A implementação dos compromissos pelos países em desenvolvimento, como é o caso de Angola, será apoiada por

recursos do Fundo Multilateral do Protocolo de Montreal e beneficiará, directamente, centenas de empresas angolanas, que poderão contar com apoio financeiro para seus processos de reconversão tecnológica.

De Acordo com o responsável, as partes signatárias do Artigo 5, desta mesma Emenda, agora estão em melhores condições e posições para a aquisição das melhores tecnologias, para o controlo e redução da substância que contribuem para a elevação da temperatura da terra, utilizando meios alternativos no controlo das emissões de gases.

A Emenda prevê, de igual modo, além da transferência de tecnologias, mecanismos de financiamento.

As agências de implementação vão, de igual modo, disseminar informações sobre as tecnologias alternativas, através de worshops, publicações de conteúdos, distribuição de manuais, relatórios, assim como informações eletrónicas promoção de cursos de redes e projectos demonstrativos, com base nos programas dos países que formam bases para projectos específicos da fase de eliminação progressiva do consumo da substância.

No caso das industriais, passam a utilizar novas tecnologias e ganharão vantagens na competitividade na exportação e importação das suas mercadorias, avançou o responsável.

A Emenda de Kigali do Protocolo de Montreal, prevê cronogramas diferenciados de redução do consumo para países desenvolvidos, que utilizam os HFCs há mais tempo, e países em desenvolvimento.

O seu comprimento, prevenirá emissões de gases de efeito estufa (GEE) à atmosfera, fortalecerá o combate às alterações climáticas, além de contribuir para que se alcancem os objectivos do Acordo de Paris sobre alterações do climáticas.

Primeiro tratado internacional, o Protocolo de Montreal, que visa proteger a atmosfera do impacto das actividades humanas, foi fortalecido, com um conjunto de alterações, no sentido de controlar a produção e uso de químicos que se reconhece contribuírem para a redução da camada de ozono e a elevação da temperatura do planeta terra.

As novas alterações, requerem que os países membros congelem a produção de hidroclorofluorcarbonos (HCFCs) usados na refrigeração e ar condicionado, e reportem informações acerca do uso de hidrofluorcarbonos, hidrocarbonetos e amoníaco, utilizados no sistema de refrigeração e ar condicionado, assim como o Dióxido de Carbono, como agente extintor de incêndios.

Os países membros, estão proibidos a produção, consumo e comércio internacional de Clorofluorcarbonos, Tetracloreto de carbono, clorofórmio de metilo, hidrobromofluorcarbonos, Brometo de Metilo e bromoclorometano, químicos usados, principalmente, como refrigerantes, espuma, solventes, aerossóis e agente extintor de incêndios.
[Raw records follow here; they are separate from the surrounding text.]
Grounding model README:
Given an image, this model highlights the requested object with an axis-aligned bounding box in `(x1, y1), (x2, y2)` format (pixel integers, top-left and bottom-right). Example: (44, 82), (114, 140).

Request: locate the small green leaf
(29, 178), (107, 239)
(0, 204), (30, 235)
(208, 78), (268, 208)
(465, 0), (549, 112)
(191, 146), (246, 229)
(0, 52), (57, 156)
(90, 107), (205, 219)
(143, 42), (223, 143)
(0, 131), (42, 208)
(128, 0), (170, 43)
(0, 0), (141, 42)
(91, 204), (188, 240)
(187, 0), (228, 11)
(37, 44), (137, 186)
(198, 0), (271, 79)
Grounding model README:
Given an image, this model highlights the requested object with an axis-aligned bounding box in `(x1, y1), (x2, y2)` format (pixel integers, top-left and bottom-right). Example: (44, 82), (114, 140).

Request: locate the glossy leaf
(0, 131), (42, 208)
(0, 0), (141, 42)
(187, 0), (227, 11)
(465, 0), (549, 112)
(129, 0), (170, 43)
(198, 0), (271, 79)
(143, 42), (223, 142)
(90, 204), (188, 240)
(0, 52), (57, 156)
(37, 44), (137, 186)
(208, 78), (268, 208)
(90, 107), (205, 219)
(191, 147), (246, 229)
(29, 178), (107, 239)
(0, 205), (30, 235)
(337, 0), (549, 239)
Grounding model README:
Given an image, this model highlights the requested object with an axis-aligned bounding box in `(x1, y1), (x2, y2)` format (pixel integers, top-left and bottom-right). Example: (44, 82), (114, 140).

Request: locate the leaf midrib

A ministra do Ambiente, Paula Francisco, a quando da sua intervenção na Assembleia Nacional, a 11 de Julho deste ano, no quadro da aprovação deste diploma na especialidade, afirmou que a República de Angola implementou com êxitos o Programa Nacional de Eliminação Progressiva dos Clorofluorcarbonos, que resultou na total eliminação dos Fluidos Refrigerantes pertencentes a família dos Clorofluorcarbonos no sector de refrigeração e ar condicionado, de acordo com o Cronograma de Eliminação pré-definido e diferenciado, estabelecido pelo Protocolo de Montreal .

Neste período, de acordo com a governante, foram realizadas campanhas de sensibilização pública, formação e montagem de

laboratórios em novas técnicas de refrigeração e ar condicionado.

Desde 2011, que Angola tem estado a implementar o Programa Nacional de Eliminação Progressiva dos Hidroclorofluorcarbonos, que tem como objectivo principal a eliminação progressiva dos Hidroclorofluorcarbonos, regulamentados pela Emenda de Copenhaga de 1992.

Em 2015, entrou em vigor na República de Angola o Decreto Presidencial n.153/11 de 15 de Junho, que aprova o

regulamento que estabelece as regras de importação, exportação, reexportação de substâncias e equipamentos possuidores das substâncias destruidoras da camada de ozono.